Tra le novità di questa edizione, due elementi contribuiranno in modo originale ad arricchire l’esperienza dei visitatori e dei turisti: in via Argiro sarà presente un “quadro parlante” di San Nicola, una riproduzione dell’icona del santo su schermo che, grazie all’animazione 3D e all’utilizzo dell’intelligenza artificiale, racconterà ai passanti e ai curiosi la storia del Patrono di Bari; inoltre, nel centro cittadino saranno posizionati 10 totem con altrettante illustrazioni che racconteranno il viaggio di San Nicola, la storia delle vicende del Santo, delle origini del culto, della traslazione e delle celebrazioni religiose e civili che culminano nel Corteo Storico.
Il prologo nei Municipi
Il prologo della rievocazione sarà realizzato anche quest’anno nei cinque Municipi cittadini: in ogni territorio è stato individuato un luogo presso il quale arriverà una delegazione del Corteo composta da sbandieratori, timpanisti, marinai della traslazione e attori. Si tratta di un’anteprima speciale che porterà l’effigie del Santo in processione nei diversi quartieri della città, così da far respirare a tutti i baresi l’atmosfera dell’evento.

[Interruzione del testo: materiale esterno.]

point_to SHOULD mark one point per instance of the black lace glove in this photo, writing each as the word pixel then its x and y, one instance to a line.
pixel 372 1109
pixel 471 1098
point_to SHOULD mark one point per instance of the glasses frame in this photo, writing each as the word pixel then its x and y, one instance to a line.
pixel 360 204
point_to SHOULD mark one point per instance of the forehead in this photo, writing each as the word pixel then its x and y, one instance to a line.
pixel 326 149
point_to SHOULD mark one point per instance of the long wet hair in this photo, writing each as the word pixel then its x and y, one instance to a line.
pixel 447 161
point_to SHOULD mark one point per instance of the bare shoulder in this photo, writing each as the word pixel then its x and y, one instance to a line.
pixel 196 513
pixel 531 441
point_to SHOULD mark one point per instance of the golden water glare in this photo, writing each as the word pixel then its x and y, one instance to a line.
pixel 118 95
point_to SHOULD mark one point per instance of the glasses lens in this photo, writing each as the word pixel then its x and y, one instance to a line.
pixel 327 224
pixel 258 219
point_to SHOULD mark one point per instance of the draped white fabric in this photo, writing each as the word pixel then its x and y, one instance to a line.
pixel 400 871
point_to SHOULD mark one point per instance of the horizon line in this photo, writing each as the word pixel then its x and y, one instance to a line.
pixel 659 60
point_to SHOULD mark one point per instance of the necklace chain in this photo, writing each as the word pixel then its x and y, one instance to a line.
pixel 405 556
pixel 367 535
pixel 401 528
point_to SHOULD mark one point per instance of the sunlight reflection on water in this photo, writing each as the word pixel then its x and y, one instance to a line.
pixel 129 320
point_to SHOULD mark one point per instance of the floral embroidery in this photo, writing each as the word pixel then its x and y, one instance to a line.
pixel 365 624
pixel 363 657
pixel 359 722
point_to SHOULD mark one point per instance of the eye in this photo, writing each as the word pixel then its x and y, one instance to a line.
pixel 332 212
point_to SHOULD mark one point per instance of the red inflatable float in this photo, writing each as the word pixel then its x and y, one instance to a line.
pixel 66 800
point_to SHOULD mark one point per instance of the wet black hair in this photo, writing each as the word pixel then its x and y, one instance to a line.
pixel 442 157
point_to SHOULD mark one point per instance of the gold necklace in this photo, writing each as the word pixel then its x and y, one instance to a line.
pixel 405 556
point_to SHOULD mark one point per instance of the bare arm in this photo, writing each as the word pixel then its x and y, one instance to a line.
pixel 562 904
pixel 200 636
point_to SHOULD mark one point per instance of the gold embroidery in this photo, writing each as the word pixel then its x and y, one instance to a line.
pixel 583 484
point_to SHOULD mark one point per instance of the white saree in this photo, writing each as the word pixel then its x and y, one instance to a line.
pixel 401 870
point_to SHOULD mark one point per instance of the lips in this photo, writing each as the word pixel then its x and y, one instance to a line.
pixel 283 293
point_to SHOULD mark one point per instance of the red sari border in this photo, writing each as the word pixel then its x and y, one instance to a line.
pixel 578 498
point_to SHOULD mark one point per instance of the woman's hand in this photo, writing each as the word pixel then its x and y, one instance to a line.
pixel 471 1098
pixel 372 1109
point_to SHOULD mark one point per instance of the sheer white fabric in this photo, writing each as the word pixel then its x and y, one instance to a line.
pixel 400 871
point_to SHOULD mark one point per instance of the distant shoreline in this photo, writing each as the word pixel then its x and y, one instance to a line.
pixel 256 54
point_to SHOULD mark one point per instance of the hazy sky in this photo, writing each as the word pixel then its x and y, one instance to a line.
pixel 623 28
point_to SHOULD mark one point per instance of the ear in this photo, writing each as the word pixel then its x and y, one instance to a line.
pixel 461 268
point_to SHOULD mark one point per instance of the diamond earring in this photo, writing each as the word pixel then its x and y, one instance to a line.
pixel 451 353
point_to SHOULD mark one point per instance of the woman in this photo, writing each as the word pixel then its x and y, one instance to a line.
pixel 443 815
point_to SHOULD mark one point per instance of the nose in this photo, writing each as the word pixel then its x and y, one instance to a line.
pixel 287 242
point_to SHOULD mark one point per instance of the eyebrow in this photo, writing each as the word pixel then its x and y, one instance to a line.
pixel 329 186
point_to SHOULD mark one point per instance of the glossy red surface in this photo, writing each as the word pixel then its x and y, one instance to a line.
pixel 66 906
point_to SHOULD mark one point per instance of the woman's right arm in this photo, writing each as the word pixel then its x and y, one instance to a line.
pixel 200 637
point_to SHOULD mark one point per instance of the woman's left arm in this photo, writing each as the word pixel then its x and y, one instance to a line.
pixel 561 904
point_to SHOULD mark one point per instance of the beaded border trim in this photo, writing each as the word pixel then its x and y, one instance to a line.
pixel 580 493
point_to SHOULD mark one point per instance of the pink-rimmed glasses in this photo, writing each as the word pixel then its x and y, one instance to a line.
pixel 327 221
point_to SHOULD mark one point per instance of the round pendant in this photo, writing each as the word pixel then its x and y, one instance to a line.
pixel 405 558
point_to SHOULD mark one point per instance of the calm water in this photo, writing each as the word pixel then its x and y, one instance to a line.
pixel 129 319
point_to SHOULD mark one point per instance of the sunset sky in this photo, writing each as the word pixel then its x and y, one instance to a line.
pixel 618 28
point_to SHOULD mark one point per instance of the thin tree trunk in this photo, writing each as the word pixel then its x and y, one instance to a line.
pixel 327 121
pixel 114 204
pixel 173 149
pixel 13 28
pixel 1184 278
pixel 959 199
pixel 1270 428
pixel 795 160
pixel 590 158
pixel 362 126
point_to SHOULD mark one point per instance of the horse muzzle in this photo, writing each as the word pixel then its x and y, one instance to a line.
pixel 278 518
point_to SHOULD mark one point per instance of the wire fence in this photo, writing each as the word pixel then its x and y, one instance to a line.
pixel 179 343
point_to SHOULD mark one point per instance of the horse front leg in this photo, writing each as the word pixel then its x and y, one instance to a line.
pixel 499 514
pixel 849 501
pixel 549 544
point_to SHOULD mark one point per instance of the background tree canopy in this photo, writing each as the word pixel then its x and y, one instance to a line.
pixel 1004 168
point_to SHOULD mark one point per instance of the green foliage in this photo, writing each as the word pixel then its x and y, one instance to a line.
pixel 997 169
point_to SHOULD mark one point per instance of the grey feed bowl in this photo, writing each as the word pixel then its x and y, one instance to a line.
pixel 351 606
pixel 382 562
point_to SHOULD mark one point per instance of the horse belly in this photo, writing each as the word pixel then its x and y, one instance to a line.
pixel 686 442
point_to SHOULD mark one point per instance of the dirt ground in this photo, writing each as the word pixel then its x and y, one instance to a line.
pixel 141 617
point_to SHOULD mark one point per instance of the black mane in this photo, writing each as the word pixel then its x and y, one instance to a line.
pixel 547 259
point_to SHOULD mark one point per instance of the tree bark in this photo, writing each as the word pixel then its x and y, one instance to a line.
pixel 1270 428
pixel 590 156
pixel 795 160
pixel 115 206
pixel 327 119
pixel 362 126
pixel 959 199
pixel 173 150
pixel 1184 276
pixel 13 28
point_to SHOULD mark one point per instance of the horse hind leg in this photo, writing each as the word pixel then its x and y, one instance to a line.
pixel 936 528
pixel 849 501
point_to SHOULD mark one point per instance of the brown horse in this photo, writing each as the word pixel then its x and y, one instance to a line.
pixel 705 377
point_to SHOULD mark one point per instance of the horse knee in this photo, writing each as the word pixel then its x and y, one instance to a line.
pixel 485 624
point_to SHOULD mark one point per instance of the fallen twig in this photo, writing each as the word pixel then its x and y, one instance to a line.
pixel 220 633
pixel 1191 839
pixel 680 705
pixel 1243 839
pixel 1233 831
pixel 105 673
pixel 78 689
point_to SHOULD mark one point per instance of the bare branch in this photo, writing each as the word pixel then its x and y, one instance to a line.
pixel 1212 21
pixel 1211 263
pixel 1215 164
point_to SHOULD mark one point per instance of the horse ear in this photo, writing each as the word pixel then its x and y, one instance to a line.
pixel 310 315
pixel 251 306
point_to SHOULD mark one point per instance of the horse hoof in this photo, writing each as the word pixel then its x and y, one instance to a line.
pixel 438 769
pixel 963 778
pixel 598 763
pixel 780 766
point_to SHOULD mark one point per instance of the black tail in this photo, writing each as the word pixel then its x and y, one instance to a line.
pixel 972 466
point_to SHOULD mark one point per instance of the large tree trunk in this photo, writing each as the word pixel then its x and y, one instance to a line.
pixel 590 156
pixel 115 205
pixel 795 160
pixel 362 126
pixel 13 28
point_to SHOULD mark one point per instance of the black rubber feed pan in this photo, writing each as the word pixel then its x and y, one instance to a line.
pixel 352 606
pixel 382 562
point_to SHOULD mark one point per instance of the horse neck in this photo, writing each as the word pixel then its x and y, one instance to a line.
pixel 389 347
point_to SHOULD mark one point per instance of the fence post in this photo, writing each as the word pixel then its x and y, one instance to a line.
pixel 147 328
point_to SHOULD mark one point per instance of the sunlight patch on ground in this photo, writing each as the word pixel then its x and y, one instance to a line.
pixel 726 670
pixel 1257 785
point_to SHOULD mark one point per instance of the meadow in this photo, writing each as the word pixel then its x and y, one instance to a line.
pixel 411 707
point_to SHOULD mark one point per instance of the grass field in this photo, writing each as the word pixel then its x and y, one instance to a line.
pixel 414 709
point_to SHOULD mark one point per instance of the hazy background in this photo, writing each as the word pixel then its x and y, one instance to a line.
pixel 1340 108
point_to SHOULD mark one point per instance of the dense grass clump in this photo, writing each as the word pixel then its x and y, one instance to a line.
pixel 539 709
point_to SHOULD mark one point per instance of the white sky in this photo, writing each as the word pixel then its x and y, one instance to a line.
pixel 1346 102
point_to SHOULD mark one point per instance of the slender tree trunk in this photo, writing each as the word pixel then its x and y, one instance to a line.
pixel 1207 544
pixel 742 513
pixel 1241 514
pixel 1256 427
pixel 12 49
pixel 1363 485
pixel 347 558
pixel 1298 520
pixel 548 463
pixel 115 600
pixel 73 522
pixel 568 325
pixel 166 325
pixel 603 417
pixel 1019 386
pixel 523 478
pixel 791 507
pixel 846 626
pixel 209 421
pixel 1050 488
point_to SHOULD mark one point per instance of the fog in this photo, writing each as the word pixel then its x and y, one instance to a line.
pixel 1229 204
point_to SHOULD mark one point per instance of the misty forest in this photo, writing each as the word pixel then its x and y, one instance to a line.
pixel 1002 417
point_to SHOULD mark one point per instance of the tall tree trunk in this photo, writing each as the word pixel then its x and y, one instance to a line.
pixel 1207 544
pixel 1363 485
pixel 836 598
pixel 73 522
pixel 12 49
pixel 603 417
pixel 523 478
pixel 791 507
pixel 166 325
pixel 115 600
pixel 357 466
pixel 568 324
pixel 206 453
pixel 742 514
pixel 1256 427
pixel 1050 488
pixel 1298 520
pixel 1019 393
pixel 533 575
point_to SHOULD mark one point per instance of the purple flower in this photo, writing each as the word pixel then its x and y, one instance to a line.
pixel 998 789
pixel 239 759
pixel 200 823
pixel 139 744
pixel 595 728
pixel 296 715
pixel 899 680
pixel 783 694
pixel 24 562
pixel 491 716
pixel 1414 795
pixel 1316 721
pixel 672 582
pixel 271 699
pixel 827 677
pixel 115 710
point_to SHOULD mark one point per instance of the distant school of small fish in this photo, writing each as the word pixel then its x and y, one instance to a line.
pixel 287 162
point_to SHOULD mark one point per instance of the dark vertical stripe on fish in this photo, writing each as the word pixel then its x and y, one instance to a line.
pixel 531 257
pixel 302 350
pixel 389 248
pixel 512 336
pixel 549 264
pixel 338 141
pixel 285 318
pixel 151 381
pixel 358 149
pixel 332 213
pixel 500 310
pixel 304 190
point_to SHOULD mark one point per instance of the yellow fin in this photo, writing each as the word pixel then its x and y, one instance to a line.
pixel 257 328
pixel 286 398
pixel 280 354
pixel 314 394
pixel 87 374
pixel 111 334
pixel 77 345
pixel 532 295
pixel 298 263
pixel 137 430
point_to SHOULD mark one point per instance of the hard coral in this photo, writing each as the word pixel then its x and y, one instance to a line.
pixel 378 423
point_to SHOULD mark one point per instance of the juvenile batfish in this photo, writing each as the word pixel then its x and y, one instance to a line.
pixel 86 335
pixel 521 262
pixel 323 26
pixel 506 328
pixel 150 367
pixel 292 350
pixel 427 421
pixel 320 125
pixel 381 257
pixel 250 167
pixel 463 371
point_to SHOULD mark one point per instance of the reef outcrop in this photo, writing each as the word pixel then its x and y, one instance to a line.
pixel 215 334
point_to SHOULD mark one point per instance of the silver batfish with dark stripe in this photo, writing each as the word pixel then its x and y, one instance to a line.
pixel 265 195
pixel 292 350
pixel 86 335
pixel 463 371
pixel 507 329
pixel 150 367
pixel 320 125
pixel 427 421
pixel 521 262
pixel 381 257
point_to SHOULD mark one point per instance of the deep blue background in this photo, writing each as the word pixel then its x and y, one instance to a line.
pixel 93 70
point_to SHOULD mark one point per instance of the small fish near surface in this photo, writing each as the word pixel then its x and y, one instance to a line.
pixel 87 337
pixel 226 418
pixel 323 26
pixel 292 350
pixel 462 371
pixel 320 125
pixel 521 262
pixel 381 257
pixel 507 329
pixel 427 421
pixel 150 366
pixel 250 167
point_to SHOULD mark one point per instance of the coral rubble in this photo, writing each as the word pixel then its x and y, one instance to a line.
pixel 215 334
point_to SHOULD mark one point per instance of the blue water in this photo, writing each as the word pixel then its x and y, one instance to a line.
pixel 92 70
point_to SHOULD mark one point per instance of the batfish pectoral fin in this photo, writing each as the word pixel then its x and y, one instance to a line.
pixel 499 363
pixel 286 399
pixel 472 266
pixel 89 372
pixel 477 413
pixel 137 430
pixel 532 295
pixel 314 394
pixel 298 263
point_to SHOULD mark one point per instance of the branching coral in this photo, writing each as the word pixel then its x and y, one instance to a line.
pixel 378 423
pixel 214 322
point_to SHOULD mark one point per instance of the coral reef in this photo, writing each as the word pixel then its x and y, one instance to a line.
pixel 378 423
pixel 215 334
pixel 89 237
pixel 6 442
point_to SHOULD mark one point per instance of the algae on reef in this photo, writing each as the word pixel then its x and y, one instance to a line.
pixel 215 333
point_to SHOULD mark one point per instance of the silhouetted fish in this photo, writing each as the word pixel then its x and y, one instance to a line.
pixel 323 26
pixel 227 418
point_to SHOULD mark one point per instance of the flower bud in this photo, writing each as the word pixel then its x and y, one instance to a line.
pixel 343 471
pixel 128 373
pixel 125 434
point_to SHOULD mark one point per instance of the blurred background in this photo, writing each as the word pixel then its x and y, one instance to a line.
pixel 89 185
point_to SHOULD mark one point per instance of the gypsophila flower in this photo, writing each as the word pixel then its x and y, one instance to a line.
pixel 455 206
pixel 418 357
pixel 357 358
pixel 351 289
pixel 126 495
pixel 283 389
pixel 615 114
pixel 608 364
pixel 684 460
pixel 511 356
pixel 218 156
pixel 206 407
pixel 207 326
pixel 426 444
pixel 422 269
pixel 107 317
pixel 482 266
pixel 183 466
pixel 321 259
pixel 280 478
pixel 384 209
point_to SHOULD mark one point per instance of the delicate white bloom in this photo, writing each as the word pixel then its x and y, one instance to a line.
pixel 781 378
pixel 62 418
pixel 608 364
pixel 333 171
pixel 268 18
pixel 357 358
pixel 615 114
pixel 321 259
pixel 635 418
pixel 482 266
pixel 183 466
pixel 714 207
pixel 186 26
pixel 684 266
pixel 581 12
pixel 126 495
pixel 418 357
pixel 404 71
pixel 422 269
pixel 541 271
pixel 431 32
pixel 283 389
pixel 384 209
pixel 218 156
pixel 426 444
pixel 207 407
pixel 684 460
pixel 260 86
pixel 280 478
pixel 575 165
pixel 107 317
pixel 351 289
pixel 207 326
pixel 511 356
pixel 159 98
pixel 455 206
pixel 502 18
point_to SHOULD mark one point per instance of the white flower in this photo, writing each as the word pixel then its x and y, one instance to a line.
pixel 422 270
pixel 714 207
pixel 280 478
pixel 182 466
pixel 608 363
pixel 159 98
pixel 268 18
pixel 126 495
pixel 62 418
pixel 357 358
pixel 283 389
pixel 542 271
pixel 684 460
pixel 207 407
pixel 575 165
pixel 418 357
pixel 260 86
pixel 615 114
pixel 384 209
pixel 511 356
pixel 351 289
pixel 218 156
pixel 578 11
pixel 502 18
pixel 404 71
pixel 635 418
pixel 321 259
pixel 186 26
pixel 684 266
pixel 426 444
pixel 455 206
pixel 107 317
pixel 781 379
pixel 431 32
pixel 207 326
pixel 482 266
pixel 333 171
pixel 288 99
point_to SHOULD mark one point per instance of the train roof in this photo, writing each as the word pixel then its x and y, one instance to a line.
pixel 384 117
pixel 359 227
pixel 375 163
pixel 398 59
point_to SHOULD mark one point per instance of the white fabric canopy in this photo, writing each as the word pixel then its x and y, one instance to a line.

Il calendario della rievocazione storica nei Municipi:
- martedì 2 maggio, ore 17.30, parrocchia Santa Rita – Municipio IV
- mercoledì 3 maggio, ore 17.30, chiesa Gesù di Nazareth a Fesca – Municipio III
- giovedì 4 maggio, ore 17.30, giardini della parrocchia San Nicola a Catino – Municipio V
- venerdì 5 maggio, ore 17.30, largo 2 Giugno a Carrassi – Municipio II
- sabato 6 maggio, ore 18, molo Sant’Antonio (arrivo delle ossa del Santo): in programma la pièce teatrale con la partecipazione delle associazioni “Figuranti di San Nicola” e “Marinai della traslazione”, della compagnia d’armi “Stratos”, dell’associazione per le rievocazioni storiche “Historia Bari, dell’associazione “Menti ardenti” e dell’associazione di danze orientali “Billy Dance”.